It’s so good, that he remembers things that didn’t happen:
…I think Joe Biden’s constant flights of fancy indicate he’s not a terribly precise thinker or speaker, and he’s certainly not used to being called out on these, or being corrected. He takes in data and remembers what he wants to remember, not the facts as they actually are.
(More on this list – he keeps insisting that his wife and daughter were killed by a drunk driver when the driver in question was sober; he keeps saying he was a coal miner when his grandfather was; he says the Chairman of the Joint Chiefs of Staff said we’re losing the war in Iraq (he said we were “not winning” in Afghanistan)… )
I know we’re supposed to be worried about whether Sarah Palin is ready to be a heartbeat away from the presidency, but I really wonder what kind of diplomatic crises could be triggered by a globetrotting vice president who kept talking about events that didn’t happen…
I don’t think that Biden’s IQ is as high as he thinks it is.
And I agree that this is one gaffe that’s really going to hurt him. I expect it will be featured in a lot of McCain ads in Pennsylvania and Ohio.
[Update a few minutes later]
Victor Davis Hanson makes a good point:
In short, the problem is not whether we think the affable Biden’s latest slip/goof/outrage is important, but whether we think anything he says any more is important. The next time he tries to offer something serious, from the AIG matter and coal power to campaign ads and Sarah Palin, I think we are at the point where most will smile, ignore him, and think ‘That’s just Biden being Biden.’ He could give the Gettyburg Address tomorrow, and the public wouldn’t know whether he wrote it, whether he was going to retract it, whether it was true, or whether he was serious.

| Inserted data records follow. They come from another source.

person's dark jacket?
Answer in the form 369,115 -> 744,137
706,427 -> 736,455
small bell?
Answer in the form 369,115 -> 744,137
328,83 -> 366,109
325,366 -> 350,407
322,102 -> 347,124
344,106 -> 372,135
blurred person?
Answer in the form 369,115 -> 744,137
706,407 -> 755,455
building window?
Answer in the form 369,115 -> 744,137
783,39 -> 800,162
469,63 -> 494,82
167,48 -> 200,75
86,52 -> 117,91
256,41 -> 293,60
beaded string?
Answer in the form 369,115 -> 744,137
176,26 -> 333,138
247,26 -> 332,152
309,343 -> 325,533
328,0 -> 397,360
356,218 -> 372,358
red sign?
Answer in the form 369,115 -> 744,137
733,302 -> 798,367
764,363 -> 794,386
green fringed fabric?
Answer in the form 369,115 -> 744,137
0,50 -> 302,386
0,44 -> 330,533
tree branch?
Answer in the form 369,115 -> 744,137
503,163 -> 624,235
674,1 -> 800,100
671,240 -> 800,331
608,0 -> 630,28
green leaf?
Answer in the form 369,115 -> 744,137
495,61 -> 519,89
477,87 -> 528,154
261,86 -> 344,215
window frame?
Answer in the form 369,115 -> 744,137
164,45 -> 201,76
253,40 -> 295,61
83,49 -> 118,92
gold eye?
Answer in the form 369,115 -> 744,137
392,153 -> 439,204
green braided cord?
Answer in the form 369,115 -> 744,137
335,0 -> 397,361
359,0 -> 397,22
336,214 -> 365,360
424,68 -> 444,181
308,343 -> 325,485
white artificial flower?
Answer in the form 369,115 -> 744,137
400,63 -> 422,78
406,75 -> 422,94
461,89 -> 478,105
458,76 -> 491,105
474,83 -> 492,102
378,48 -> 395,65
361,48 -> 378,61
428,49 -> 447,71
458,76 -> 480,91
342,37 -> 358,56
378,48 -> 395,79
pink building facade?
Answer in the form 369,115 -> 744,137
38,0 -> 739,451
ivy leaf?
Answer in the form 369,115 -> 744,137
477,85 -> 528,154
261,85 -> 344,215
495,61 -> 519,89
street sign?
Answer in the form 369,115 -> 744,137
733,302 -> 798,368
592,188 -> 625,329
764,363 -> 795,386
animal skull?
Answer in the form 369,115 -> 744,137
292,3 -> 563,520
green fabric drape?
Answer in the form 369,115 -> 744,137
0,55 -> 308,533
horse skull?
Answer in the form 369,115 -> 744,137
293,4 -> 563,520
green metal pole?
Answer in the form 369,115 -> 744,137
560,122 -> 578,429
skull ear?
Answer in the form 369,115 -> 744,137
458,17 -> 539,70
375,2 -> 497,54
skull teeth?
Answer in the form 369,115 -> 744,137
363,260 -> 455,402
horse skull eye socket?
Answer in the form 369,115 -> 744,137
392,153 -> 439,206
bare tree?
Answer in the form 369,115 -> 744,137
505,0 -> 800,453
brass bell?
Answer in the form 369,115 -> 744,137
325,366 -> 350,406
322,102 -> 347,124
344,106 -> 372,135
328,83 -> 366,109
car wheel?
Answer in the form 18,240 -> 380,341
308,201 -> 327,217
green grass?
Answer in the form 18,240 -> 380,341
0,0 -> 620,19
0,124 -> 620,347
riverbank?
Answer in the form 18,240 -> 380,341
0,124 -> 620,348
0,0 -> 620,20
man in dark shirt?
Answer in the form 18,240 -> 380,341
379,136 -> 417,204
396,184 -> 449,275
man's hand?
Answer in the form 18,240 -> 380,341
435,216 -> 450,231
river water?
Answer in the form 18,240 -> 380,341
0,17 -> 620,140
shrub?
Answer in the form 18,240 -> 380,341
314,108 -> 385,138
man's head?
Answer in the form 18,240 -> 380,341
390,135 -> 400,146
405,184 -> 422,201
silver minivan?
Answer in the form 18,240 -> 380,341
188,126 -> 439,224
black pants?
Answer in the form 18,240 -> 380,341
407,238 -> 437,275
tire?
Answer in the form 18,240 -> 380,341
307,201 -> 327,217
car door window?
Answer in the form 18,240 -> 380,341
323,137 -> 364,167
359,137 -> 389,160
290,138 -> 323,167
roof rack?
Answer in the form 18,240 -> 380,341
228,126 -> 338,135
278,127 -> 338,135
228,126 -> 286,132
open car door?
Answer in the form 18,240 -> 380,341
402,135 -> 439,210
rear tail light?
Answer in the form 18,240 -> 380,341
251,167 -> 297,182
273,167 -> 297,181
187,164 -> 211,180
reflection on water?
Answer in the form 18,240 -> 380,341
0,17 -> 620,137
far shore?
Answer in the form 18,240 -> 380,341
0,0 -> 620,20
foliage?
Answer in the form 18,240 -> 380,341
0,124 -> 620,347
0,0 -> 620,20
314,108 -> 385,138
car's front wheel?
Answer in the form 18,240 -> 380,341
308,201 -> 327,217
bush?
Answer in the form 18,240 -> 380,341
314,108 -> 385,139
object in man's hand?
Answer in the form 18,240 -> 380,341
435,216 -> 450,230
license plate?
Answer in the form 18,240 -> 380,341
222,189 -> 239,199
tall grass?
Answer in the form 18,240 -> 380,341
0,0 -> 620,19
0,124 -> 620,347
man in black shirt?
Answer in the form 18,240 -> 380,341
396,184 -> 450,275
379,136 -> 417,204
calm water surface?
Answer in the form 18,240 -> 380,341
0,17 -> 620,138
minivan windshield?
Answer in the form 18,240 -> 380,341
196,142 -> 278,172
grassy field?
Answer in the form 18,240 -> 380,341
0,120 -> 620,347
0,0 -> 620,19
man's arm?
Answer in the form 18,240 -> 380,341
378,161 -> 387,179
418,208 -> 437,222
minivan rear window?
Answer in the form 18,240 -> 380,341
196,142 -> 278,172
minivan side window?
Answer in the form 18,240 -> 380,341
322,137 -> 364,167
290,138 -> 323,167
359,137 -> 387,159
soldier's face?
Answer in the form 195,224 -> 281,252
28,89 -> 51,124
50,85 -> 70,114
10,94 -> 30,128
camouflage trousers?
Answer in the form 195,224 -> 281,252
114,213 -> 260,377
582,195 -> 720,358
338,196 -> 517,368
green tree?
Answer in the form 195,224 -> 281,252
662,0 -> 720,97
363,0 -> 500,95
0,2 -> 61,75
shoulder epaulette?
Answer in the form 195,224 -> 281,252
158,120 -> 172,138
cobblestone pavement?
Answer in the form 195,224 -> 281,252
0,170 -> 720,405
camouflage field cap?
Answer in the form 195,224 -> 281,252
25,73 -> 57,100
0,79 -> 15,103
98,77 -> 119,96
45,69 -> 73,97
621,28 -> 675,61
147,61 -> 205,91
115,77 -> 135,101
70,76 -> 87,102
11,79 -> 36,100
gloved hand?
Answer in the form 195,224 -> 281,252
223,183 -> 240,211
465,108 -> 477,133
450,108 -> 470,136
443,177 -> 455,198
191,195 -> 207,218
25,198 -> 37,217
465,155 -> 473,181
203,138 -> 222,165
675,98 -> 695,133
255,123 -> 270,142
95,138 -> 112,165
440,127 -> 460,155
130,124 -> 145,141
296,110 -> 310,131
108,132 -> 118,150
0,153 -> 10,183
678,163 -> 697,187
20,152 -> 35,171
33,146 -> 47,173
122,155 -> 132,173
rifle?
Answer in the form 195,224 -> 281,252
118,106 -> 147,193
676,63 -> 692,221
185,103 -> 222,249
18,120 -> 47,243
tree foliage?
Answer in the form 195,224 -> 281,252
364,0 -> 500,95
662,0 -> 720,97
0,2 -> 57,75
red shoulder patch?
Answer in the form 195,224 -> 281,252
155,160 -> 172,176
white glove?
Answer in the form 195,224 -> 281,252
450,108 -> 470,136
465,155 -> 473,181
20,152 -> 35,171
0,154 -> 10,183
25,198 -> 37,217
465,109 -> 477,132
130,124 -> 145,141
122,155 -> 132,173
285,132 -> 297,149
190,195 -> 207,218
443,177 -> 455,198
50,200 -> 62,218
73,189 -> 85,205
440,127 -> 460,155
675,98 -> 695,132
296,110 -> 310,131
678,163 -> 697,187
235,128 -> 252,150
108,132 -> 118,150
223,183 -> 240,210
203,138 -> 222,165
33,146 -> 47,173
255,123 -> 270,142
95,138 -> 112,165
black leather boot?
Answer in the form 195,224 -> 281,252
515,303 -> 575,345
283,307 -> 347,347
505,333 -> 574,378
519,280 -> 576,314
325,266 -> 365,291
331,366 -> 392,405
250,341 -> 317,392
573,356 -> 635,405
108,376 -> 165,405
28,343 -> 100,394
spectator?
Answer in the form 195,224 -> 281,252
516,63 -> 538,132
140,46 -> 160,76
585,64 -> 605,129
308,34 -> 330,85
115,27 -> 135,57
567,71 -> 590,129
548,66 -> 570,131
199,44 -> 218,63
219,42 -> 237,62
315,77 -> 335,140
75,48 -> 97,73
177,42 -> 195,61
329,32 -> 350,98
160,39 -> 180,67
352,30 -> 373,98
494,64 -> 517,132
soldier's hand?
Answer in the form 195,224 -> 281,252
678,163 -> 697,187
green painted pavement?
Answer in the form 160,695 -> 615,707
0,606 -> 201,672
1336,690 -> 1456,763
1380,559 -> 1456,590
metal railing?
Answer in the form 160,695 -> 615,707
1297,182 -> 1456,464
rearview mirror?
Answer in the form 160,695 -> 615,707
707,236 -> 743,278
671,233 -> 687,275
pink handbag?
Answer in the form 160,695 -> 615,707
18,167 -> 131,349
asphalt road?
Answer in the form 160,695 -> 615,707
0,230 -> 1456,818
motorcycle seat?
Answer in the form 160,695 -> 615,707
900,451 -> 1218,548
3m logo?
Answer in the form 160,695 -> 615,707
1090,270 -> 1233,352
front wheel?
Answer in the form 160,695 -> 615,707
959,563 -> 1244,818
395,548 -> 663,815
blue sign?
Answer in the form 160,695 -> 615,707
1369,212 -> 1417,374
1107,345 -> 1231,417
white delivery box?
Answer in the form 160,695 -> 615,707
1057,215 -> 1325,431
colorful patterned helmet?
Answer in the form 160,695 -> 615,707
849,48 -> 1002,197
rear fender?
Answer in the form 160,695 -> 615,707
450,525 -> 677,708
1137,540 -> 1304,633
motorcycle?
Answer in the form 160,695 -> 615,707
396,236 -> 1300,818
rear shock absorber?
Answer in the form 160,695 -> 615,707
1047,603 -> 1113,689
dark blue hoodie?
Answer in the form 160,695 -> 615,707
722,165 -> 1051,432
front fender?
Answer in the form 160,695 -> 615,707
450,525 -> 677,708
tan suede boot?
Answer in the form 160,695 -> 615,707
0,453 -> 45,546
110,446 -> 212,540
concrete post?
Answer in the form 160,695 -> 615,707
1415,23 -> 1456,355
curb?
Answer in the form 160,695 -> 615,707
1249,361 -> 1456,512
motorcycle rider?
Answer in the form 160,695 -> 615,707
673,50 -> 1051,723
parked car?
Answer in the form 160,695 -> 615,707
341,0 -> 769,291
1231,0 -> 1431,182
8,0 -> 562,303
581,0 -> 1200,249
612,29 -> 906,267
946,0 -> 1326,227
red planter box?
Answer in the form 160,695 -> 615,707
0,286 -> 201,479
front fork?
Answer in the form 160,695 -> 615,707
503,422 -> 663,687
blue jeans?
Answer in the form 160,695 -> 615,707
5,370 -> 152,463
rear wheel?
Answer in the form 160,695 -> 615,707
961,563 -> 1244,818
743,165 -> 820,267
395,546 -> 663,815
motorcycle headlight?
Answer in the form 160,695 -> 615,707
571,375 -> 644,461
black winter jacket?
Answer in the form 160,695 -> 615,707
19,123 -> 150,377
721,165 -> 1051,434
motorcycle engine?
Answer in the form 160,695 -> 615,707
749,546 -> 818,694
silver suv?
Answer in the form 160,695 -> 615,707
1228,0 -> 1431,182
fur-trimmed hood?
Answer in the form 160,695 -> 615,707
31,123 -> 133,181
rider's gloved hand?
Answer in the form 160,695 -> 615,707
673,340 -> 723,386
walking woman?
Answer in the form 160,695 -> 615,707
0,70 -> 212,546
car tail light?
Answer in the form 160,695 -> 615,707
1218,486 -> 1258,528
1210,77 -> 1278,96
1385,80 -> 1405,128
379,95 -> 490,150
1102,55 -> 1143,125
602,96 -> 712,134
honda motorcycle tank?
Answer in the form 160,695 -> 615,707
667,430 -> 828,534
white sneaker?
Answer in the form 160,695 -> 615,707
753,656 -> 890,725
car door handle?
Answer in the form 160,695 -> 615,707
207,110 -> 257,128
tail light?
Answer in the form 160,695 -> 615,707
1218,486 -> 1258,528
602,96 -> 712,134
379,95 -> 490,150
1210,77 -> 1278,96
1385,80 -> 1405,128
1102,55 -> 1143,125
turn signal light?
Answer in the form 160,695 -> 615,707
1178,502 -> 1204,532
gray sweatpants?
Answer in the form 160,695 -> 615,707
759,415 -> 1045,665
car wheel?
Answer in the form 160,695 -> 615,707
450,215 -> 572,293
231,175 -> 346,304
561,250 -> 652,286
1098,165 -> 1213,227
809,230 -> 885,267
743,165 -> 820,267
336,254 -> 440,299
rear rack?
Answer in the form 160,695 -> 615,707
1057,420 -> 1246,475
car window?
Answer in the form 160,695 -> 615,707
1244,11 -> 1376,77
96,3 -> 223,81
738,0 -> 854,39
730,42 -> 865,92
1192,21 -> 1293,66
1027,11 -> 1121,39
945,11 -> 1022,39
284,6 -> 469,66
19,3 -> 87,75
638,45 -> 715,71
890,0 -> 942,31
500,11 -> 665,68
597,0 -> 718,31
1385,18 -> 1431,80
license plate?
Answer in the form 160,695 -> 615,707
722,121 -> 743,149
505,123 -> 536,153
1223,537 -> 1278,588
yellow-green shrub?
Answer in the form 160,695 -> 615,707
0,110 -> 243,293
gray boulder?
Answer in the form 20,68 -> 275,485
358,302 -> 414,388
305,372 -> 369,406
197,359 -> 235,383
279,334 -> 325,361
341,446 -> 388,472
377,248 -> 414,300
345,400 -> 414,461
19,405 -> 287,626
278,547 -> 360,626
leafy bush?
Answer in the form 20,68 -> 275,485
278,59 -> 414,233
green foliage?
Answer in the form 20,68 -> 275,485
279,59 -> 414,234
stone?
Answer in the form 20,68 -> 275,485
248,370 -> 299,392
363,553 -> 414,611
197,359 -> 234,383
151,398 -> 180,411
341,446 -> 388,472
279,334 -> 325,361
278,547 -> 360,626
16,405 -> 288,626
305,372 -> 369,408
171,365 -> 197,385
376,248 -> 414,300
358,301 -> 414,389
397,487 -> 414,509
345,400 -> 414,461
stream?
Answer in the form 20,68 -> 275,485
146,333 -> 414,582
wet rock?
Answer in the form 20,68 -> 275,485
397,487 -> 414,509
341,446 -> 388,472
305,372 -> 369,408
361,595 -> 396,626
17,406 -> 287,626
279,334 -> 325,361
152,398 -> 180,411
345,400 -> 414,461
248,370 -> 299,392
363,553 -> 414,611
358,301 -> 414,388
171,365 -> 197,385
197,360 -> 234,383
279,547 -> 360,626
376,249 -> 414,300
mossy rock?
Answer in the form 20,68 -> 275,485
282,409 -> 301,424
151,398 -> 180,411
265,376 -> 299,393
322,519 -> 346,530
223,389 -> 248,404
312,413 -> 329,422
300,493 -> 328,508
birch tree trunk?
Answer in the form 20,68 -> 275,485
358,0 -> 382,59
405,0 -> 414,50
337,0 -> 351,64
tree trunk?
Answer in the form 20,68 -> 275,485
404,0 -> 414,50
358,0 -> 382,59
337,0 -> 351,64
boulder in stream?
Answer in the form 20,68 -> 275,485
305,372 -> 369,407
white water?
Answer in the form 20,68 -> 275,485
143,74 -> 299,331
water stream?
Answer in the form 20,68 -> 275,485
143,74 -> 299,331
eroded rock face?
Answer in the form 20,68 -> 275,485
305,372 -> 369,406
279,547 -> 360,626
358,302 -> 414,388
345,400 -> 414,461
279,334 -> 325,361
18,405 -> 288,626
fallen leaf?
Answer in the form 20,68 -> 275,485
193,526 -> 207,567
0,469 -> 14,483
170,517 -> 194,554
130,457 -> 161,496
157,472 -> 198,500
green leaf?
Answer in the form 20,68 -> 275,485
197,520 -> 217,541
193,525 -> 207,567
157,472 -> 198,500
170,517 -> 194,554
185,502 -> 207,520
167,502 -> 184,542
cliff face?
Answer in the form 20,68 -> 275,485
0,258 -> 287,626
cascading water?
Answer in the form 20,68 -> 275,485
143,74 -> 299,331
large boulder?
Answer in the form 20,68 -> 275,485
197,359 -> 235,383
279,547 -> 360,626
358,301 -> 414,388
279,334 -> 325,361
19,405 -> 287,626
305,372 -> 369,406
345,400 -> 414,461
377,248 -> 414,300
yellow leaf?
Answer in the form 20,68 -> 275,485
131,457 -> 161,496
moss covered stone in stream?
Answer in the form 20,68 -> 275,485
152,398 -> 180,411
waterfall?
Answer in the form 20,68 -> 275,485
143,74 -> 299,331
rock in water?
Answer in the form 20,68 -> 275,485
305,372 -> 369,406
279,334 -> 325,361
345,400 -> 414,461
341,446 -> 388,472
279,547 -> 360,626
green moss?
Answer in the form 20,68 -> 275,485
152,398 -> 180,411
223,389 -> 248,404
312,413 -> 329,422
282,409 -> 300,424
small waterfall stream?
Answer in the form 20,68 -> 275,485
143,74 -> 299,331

I haven’t taken Joe Biden seriously in years. Actually, I can’t recall a time that I ever did.
I am, on the other hand, taking Sarah Palin very seriously. Especially when she says stuff like this:
It’s very important when you consider even national security issues with Russia as Putin rears his head and comes into the air space of the United States of America, where where do they go? It’s Alaska.
Rand, I know you think highly of her, so could you decipher this cryptic statement? It sounds like the apocalypse: like she merged Foreign Policy and the Book of Revelation. Anyway, your thoughts please?
Mike,
Are you trying to suggest that Russia buzzing our aircraft carriers, invading our airspace with their most advanced nuclear bomber or boasting about being undetected in our airspace are not serious issues?
Mike Gerson, she’s probably trying to indirectly allude to the fact that Alaska has a huge chunk of NORAD installations, and that the sort of international game of chicken that went horribly wrong here takes place all the time near Alaska.
Inasmuch as some of that involves Alaskan Air National Guard, and in any event takes place in and near Alaskan air space, the governor has to be in the national security loop at some level. I don’t doubt that to the extent she is, she isn’t allowed to talk about it, not in any direct way, so this may be her way of prodding her interlocutor to realize that Alaska is the only state of the Union that actually directly faces Russia, and has had a major role in forward national air defence since the Cold War.
Palin is not likely to have any serious decision-making role in national security, of course, although she probably has plenty of decisions to make about logistics and support, but her point is that she is hardly as ignorant on this issue as…well, for example, the junior Senator from a state square in the middle of the continent, about 1500 miles from the nearest Russian warplane.